Mais de 300 imigrantes oriundos do Mali e do Senegal morreram afogados ou em consequência de hipotermia em pelo menos quatro naufrágios na semana passada, quando atravessavam o Mar Mediterrâneo rumo à ilha italiana de Lampedusa, uma das portas de entrada para a Europa. As embarcações partiram da Líbia no último dia 7 e foram a pique devido ao mar revolto e à superlotação. A guarda costeira italiana conseguiu resgatar várias pessoas, das quais pelo menos 29 morreram de hipotermia. 

Este ano, até 11 de fevereiro, segundo a Organização Internacional para a Imigração, já morreram 375 pessoas nessas travessias.
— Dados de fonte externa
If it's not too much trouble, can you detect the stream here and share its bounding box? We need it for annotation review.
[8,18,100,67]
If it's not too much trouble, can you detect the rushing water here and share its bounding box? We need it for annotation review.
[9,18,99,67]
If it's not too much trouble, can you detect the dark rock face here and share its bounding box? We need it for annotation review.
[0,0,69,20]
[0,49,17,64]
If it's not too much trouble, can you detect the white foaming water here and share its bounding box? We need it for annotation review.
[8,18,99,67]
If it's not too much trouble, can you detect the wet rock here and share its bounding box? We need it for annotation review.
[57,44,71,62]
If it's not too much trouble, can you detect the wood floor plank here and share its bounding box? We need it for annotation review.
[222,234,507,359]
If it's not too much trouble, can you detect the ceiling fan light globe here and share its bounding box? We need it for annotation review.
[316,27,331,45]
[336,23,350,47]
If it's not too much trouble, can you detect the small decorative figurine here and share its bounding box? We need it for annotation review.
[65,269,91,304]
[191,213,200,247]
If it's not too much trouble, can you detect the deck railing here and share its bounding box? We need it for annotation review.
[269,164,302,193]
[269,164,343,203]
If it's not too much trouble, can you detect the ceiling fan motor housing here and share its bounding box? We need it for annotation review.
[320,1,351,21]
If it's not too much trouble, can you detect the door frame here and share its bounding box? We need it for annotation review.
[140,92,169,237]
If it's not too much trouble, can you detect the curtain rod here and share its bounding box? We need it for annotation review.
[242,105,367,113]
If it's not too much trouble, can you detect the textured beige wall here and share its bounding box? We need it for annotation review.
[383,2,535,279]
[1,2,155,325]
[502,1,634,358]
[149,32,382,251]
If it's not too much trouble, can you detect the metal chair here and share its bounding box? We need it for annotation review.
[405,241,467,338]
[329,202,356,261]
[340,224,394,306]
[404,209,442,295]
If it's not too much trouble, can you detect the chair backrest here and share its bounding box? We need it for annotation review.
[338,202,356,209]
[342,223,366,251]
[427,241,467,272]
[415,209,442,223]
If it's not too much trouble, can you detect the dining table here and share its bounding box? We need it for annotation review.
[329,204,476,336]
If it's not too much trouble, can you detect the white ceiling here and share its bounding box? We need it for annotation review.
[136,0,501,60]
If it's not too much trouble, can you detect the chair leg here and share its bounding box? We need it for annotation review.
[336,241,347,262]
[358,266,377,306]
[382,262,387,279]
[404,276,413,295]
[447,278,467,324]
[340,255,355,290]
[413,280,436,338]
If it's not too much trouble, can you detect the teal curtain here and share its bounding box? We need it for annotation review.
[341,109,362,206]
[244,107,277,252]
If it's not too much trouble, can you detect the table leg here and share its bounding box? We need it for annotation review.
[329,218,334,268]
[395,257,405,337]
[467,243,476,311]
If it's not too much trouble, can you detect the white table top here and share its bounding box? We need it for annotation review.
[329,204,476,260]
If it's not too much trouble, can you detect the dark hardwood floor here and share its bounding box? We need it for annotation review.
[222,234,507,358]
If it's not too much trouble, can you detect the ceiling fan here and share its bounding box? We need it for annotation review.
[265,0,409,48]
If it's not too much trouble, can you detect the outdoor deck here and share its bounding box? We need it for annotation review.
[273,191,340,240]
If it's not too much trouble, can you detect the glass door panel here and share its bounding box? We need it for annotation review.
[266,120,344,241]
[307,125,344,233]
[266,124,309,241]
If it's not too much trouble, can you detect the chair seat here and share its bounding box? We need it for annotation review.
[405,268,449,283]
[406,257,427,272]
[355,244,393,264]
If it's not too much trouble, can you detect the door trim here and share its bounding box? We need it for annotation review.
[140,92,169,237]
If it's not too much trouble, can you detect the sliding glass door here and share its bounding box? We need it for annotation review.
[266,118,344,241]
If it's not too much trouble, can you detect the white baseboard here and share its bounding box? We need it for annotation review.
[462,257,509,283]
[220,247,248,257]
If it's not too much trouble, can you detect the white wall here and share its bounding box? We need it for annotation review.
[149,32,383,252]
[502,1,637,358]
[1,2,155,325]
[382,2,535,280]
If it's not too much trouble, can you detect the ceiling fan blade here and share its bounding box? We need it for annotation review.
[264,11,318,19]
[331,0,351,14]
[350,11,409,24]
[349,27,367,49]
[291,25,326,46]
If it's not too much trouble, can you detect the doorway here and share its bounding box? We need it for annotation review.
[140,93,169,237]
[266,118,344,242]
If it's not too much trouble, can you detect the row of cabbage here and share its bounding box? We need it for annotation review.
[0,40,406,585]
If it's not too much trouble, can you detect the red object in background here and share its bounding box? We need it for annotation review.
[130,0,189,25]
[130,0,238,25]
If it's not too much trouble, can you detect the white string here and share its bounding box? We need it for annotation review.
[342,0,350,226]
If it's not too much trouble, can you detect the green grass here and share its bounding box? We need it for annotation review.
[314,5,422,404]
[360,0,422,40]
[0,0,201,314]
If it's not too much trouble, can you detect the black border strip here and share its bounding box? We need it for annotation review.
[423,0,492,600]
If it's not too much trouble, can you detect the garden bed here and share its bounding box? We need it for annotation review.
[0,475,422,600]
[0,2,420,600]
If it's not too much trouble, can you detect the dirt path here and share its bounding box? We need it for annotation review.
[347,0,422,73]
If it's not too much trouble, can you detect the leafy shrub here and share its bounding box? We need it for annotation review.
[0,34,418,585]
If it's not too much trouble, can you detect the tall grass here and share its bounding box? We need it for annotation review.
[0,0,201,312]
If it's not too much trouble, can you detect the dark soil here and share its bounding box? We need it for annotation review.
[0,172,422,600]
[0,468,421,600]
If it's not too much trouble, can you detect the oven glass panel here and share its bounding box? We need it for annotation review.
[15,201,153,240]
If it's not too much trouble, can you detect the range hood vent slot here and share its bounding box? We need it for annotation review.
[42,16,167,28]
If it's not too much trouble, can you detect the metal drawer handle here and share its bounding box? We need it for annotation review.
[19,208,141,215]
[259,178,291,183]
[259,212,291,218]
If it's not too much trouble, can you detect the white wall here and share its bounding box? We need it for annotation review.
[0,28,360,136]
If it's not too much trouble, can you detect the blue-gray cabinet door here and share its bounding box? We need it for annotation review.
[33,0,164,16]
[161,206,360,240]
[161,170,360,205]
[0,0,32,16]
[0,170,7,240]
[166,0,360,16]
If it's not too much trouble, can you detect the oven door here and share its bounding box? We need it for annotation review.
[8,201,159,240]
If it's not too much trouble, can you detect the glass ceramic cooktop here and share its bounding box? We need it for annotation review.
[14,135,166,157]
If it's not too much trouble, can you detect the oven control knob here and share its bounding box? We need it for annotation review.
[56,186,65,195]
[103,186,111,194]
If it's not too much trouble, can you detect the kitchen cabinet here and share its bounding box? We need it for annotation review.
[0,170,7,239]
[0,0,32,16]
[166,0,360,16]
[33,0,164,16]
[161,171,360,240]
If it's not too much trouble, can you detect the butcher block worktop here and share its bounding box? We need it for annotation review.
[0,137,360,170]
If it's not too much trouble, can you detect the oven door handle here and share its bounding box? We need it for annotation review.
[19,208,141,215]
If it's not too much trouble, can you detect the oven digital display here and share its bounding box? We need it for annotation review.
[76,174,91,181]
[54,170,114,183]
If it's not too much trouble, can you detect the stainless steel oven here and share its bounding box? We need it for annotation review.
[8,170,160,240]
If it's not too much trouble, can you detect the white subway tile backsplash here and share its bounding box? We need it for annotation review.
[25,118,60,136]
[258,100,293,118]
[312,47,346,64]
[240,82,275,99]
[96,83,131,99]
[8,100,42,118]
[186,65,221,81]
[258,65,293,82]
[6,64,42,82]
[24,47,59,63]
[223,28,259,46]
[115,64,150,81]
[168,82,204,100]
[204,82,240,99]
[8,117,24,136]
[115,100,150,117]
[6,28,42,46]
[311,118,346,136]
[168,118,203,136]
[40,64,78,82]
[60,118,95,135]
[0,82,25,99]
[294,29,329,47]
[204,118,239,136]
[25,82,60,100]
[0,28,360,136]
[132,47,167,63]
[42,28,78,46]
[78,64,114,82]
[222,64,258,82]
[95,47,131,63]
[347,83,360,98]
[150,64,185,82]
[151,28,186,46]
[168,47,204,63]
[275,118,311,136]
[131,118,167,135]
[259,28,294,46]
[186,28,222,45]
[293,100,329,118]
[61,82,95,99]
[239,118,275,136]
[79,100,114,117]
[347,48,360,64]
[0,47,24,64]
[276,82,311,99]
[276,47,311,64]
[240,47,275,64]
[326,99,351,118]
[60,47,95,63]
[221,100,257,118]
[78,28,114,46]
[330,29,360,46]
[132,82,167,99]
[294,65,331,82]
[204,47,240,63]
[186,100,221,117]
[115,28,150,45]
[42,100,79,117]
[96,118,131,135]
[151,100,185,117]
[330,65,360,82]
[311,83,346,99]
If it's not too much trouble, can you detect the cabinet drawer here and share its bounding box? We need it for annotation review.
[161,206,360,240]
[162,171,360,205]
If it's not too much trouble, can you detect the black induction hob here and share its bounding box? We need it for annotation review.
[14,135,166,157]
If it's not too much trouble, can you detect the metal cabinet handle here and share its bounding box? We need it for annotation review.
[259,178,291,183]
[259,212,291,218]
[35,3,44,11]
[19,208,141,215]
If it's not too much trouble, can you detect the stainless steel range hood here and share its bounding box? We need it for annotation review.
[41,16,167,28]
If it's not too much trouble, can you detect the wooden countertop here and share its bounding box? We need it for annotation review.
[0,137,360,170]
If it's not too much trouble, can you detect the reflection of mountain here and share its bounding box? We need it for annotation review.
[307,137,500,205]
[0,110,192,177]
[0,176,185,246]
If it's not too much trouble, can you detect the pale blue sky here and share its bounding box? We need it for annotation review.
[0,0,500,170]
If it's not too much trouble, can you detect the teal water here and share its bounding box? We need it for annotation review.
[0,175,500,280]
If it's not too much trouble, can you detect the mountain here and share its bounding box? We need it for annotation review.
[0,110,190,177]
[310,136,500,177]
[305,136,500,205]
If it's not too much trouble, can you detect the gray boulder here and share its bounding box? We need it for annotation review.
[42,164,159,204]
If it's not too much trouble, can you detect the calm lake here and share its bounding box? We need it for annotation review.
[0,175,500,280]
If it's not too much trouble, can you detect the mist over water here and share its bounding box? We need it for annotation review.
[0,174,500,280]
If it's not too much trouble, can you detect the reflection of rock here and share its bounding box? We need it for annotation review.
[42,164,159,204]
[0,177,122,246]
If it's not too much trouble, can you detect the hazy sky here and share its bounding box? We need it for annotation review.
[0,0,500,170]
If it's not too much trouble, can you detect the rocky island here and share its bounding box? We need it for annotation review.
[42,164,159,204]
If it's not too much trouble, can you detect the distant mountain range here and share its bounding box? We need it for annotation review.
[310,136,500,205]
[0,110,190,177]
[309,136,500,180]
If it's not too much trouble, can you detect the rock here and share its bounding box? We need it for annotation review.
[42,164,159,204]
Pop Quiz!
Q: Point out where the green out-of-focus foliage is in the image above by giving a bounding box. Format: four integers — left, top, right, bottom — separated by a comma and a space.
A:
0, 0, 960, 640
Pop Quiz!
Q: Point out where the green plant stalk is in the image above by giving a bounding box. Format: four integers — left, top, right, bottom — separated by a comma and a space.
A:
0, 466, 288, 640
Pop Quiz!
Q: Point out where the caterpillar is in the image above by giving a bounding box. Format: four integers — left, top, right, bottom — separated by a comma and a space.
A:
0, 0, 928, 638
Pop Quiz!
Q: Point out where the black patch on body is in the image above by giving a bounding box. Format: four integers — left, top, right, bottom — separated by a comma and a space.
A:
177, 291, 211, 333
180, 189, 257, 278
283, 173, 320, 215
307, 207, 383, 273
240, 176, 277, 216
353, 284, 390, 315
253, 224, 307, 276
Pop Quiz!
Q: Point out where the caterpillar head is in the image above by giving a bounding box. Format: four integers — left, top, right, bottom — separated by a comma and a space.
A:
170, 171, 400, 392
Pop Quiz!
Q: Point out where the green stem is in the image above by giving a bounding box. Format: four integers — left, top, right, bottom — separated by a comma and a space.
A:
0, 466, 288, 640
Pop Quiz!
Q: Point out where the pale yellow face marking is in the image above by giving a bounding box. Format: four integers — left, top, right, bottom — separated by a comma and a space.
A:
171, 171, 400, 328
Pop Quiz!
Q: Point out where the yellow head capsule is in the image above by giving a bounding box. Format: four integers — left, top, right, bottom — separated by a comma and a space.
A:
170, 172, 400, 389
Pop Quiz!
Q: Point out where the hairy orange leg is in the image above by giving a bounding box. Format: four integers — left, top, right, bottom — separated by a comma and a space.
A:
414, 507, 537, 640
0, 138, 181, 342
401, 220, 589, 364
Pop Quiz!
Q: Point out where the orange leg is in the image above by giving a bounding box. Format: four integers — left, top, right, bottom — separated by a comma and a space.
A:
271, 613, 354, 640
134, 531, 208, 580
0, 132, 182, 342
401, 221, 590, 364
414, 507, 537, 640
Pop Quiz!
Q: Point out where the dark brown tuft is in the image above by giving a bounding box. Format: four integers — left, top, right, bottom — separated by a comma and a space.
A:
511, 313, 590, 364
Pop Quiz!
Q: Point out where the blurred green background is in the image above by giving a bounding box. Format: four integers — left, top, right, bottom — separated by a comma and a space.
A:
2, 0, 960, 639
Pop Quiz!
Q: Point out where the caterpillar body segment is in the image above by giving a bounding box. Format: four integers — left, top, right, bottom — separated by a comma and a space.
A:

De acordo com o Alto Comissariado das Nações Unidas para Refugiados, só no ano passado 218 mil refugiados e imigrantes provenientes do Oriente Médio e da África cruzaram o Mediterrâneo em barcos clandestinos e inseguros. Na busca por uma oportunidade de prosperidade na Europa, cerca de 3.500 pessoas morreram nessas travessias ilegais, inclusive crianças. Em janeiro de 2015, o número de imigrantes dessas regiões que chegaram à Itália subiu 62,5%, para 3.528 pessoas, frente ao mesmo mês do ano passado. 

No total, segundo a agência europeia Frontex, em 2014 cruzaram as fronteiras do bloco 278 mil imigrantes ilegais, número duas vezes e meia maior que o do ano anterior (107 mil). A Frontex afirma que a maior contribuição ao fluxo migratório ilegal vem de áreas de conflito, como a região da ofensiva do Estado Islâmico na Síria e no Iraque, que gerou massas de refugiados. A agência cita ainda que as detenções nas fronteiras alcançaram em dezembro passado o número recorde de 12 mil imigrantes ilegais. 

A localização geográfica de Itália e Espanha faz dessas nações os destinos principais de imigrantes oriundos do Oriente Médio e da África, em fuga de guerras, fome e perseguições religiosas. A situação piorou a partir de outubro de 2014, depois que a Itália decidiu suspender seu programa de patrulhamento no Mediterrâneo, o Mare Nostrum, reclamando da falta de apoio da UE. A vigilância da costa agora é feita pela Comissão Europeia, mas sem a mesma abrangência. “A Europa me diz tudo sobre como devo pescar o peixe-espada, mas não me ajuda a salvar crianças no Mediterrâneo”, reclamou ao jornal espanhol “El País” o primeiro-ministro italiano, Matteo Renzi.

Em 2014, o premier britânico, David Cameron, e a chanceler alemã, Angela Merkel, divergiram publicamente sobre a adoção de medidas para reprimir a imigração e minimizar o impacto nas políticas sociais europeias. Ao mesmo tempo, a UE debate formas de conter a chamada islamização do continente e vê crescer os movimentos xenófobos e anti-imigração. Todos esses elementos revelam a complexidade da situação, mas não justificam fechar os olhos a um drama humanitário de grandes proporções, uma tragédia que se repete com tanta frequência que a perda de vidas vem se tornando um fato tristemente banal.